1. An interpolation method suitable for decimal motion estimation, comprising the steps of:

(a) dividing a data range needed for performing an interpolation filtering process into a loaded range and a speculation range;

(b) loading the data within the loaded range;

(c) using the data in the loaded range to generate the data within the speculation range; and

(d) using the data range as input data to perform the interpolation filtering process.

2. The interpolation method of claim 1, wherein the loaded range has a rectangular shape.

3. The interpolation method of claim 1, wherein the loaded range is greater than the current block corresponding to the interpolation filtering process and is smaller than the data range.

4. The interpolation method of claim 1, wherein the loaded range is closer to the center of the reference frame block corresponding to the interpolation filtering process than the speculation range is.

5. The interpolation method of claim 1, wherein the step (c) includes using directly the data within the loaded range to fill up the speculation range.

6. The interpolation method of claim 5, wherein the step (c) includes, for each location in the speculation range, using the data in the loaded range closest to the location to fill up the location.
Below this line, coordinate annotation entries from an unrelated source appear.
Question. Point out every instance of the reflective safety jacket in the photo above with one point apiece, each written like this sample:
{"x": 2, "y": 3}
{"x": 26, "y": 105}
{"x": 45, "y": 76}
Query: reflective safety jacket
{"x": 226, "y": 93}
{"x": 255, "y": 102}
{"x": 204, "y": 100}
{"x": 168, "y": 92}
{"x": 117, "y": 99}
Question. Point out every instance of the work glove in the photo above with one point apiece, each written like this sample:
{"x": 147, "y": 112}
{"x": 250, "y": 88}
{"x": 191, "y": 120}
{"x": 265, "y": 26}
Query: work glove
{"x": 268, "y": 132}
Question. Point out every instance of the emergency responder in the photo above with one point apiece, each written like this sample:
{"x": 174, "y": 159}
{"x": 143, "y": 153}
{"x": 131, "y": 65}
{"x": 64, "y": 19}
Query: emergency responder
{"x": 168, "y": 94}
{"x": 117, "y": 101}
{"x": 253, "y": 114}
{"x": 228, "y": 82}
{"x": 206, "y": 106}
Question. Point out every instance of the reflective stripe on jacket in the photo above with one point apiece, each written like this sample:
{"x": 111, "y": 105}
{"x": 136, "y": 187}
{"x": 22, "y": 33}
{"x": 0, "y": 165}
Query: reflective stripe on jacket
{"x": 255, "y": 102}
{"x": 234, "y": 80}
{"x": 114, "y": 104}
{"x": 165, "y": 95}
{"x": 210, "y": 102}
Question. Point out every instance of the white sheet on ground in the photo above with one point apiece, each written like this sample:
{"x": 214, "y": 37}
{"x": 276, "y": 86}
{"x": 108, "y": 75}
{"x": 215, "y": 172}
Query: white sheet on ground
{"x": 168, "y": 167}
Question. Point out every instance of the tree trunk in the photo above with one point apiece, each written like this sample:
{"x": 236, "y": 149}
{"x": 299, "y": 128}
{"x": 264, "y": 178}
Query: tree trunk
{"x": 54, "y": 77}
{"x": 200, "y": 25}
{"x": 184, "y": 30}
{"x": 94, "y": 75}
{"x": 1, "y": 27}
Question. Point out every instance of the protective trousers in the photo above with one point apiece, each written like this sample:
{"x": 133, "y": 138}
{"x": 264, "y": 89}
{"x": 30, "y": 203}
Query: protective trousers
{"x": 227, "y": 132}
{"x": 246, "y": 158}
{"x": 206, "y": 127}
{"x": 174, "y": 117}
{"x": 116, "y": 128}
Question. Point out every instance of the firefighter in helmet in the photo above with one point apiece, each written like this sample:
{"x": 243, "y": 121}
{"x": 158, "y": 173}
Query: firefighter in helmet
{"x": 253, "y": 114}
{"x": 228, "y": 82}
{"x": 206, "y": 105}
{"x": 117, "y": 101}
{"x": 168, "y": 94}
7. A method of calculating cost functions suitable for decimal motion estimation, comprising the steps of:

(a) dividing a data range needed by an interpolation filtering process into a loaded range and a speculation range;

(b) loading the data within the loaded range;

(c) using the data in the loaded range to generate the data within the speculation range;

(d) using the data range as input data to perform the interpolation filtering process; and

(e) comparing a current block corresponding to the interpolation filtering process with a reference frame signal produced in step (d) to compute a cost function.
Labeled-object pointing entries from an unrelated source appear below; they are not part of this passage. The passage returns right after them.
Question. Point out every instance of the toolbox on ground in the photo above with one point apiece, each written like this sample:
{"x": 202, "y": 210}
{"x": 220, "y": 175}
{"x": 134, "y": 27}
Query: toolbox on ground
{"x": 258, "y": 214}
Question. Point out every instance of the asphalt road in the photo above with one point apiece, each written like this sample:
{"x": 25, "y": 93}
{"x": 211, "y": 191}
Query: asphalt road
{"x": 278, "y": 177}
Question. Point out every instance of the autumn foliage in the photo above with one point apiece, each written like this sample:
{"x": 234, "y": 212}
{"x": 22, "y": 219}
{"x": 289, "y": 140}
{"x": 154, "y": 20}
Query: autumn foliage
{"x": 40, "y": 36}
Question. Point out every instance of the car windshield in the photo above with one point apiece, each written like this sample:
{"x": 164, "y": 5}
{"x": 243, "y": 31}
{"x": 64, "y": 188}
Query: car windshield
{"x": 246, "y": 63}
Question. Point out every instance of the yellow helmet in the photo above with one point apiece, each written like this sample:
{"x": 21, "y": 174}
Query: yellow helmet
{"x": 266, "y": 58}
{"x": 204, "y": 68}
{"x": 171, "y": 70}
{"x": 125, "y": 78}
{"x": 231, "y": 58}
8. The cost function calculation method of claim 7, wherein the loaded range has a rectangular shape.

9. The cost function calculation method of claim 7, wherein the loaded range is larger than the current block and is smaller than the data range.

10. The cost function calculation method of claim 7, wherein the loaded range is closer to the center of the reference frame block corresponding to the interpolation filtering process than the speculation range is.

11. The cost function calculation method of claim 7, wherein the step (c) includes using directly the data within the loaded range to fill up the speculation range.

12. The cost function calculation method of claim 11, wherein the step (c) includes, for each location in the speculation range, using the data in the loaded range closest to the location to fill up the location.

13. A cost function calculation apparatus suitable for decimal motion estimation, comprising:

an interpolator for dividing a data range needed to perform an interpolation filtering process into a loaded range and a speculation range, loading the data within the loaded range, using the data in the loaded range to generate the data within the speculation range, and using the data range as input data to perform the interpolation filtering process; and

a calculation unit for comparing a current block corresponding to the interpolation filtering process with a reference frame signal produced by the interpolator to compute a cost function.

14. The cost function calculation apparatus of claim 13, wherein the loaded range has a rectangular shape.

15. The cost function calculation apparatus of claim 13, wherein the loaded range is greater than the current block and is smaller than the data range.

16. The cost function calculation apparatus of claim 13, wherein the loaded range is closer to the center of the reference frame block corresponding to the interpolation filtering process than the speculation range is.

17. The cost function calculation apparatus of claim 13, wherein the interpolator directly uses the data within the loaded range to fill up the speculation range.

18. The cost function calculation apparatus of claim 17, wherein, for each location in the speculation range, the interpolator uses the data in the loaded range closest to the location to fill up the location.